Abstract
During the early development stages of the Middle Marg Tex oil zone in the Sunshine field, a rapid pressure decline was experienced. To forecast the future pressure behavior of the reservoir, unsteady-state calculations using the method developed in 1949 by van Everdingen and Hurs't were employed. This article reviews the calculation method and its limitations--particularly before some performance data are available. Illustrated is the variation of the calculated water influx constant (required for the unsteady-state calculations) at various times in the life of the reservoir. These data give an indication of the amount of performance history required to make a good pressure prediction. Also, the effect of higher and lower rates of production is shown. All calculated pressures are compared with the actual measured pressure performance.
Introduction
The undersaturated Middle Marg Tex oil reservoir in the Sunshine field, about 10 miles south of Baton Rouge in Iberville Parish, La., went on production in April, 1949. The reservoir was developed in 1949 and 1950. Reservoir pressure in Sept., 1950, had declined to about 4,300 psi from an original 4,750 psi. Less than 1/2 million bbl of oil had been produced of the estimated 9 to 10 million bbl of oil in place. Although it was obvious that the reservoir had a water drive, it was important to the operation of the field to predict the pressure behavior under anticipated future rates of withdrawal. The steady-state flow equation developed by van Everdingen and Hurst was employed in combination with the material balance equation to predict future pressures using performance data available after 525 days. This was a desk calculator prediction at the time and proved to be reasonably accurate. A computer program was developed for the pressure predictions allowing an examination of the sensitivity of various factors, critical assumptions and possible sources of error in the method used. It was found that very reliable predictions could be made after a relatively short period of production history. Also attempted was a prediction using only original geological and laboratory fluid analysis data. This approach required accurate determination of too many critical factors to be useful. In a reservoir acting under infinite boundary conditions, as the Marg Tex appears to be, the most critical factor is rate prediction. A reliable production forecast is required to predict pressure and water influx. The unsteady-state material balance calculations described can be a valuable tool to determine the effect of various rates on pressure behavior. The possibility of the reservoir being of limited size always must be considered. A finite reservoir introduces much additional uncertainty in the calculations, and comments on a finite reservoir are included in this article.

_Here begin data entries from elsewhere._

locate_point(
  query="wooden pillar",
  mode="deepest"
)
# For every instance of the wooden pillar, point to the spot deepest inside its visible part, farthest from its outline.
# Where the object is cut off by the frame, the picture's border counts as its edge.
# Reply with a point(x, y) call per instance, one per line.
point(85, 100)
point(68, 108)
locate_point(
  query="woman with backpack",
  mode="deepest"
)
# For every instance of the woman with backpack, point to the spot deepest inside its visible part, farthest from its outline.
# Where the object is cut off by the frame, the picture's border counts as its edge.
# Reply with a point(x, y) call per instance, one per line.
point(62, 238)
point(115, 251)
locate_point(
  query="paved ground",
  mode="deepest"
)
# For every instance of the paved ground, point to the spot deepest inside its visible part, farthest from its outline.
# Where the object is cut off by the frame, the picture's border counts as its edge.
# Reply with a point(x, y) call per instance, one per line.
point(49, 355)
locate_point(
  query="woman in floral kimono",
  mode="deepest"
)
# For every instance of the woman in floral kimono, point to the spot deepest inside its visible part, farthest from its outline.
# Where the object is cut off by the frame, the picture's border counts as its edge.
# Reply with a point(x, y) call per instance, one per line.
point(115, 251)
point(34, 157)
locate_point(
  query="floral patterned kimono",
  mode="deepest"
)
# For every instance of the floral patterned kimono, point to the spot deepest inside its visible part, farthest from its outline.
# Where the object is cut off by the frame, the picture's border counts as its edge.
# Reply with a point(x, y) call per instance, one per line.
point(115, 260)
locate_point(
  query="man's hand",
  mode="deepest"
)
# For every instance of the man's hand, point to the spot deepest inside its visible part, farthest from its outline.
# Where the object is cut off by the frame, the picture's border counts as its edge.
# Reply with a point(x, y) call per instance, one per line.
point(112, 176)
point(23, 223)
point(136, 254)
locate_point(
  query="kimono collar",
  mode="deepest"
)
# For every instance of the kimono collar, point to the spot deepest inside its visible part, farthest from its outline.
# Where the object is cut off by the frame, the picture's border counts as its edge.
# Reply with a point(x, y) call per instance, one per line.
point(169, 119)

Geologic and Reservoir Characteristics
Situated on the flood plain along the north bank of the Mississippi River, the discovery well of the Sunshine field was drilled in late 1948 with a completion in the Upper Marginulina Texana zone at 10,310 ft. The Marginulina Texana zone is in the lower portion of the Upper Frio and varies in thickness from 750 to 900 ft. The productive sandstone unit is in the top 50 to 60 ft of the zone, and the remaining portion is composed mostly of massive compact shale. Due to its lenticular nature, the Marg Tex sand further divides into several reservoirs within the field. The Middle Marg Tex reservoir is the most widespread of the productive sands and appears to have extensive development to the east. The entire Marg Tex sandstone unit has good development in the Burtville field 4 miles to the northeast. The Middle Marg Tex has permeability barriers to the southwest due to an increase in limy material. Also, the zone appears to become shaly in the southeast portion of the field. The sands are firm, fine to medium grained and often slightly glauconitic. The porosity averages 29 percent and the permeability slightly over 1 darcy. Connate water is estimated at 23 percent and the gravity is 27.5 degs API. The formation volume factor is 1.1707 at the original reservoir pressure of 4,750 psig. Gas in solution is 400 cu ft/bbl and saturation pressure is 2,465 psig-2,285 psi below original pressure of 4,750 psig. The crude viscosity is about 3.23 cp at a reservoir temperature of 199F.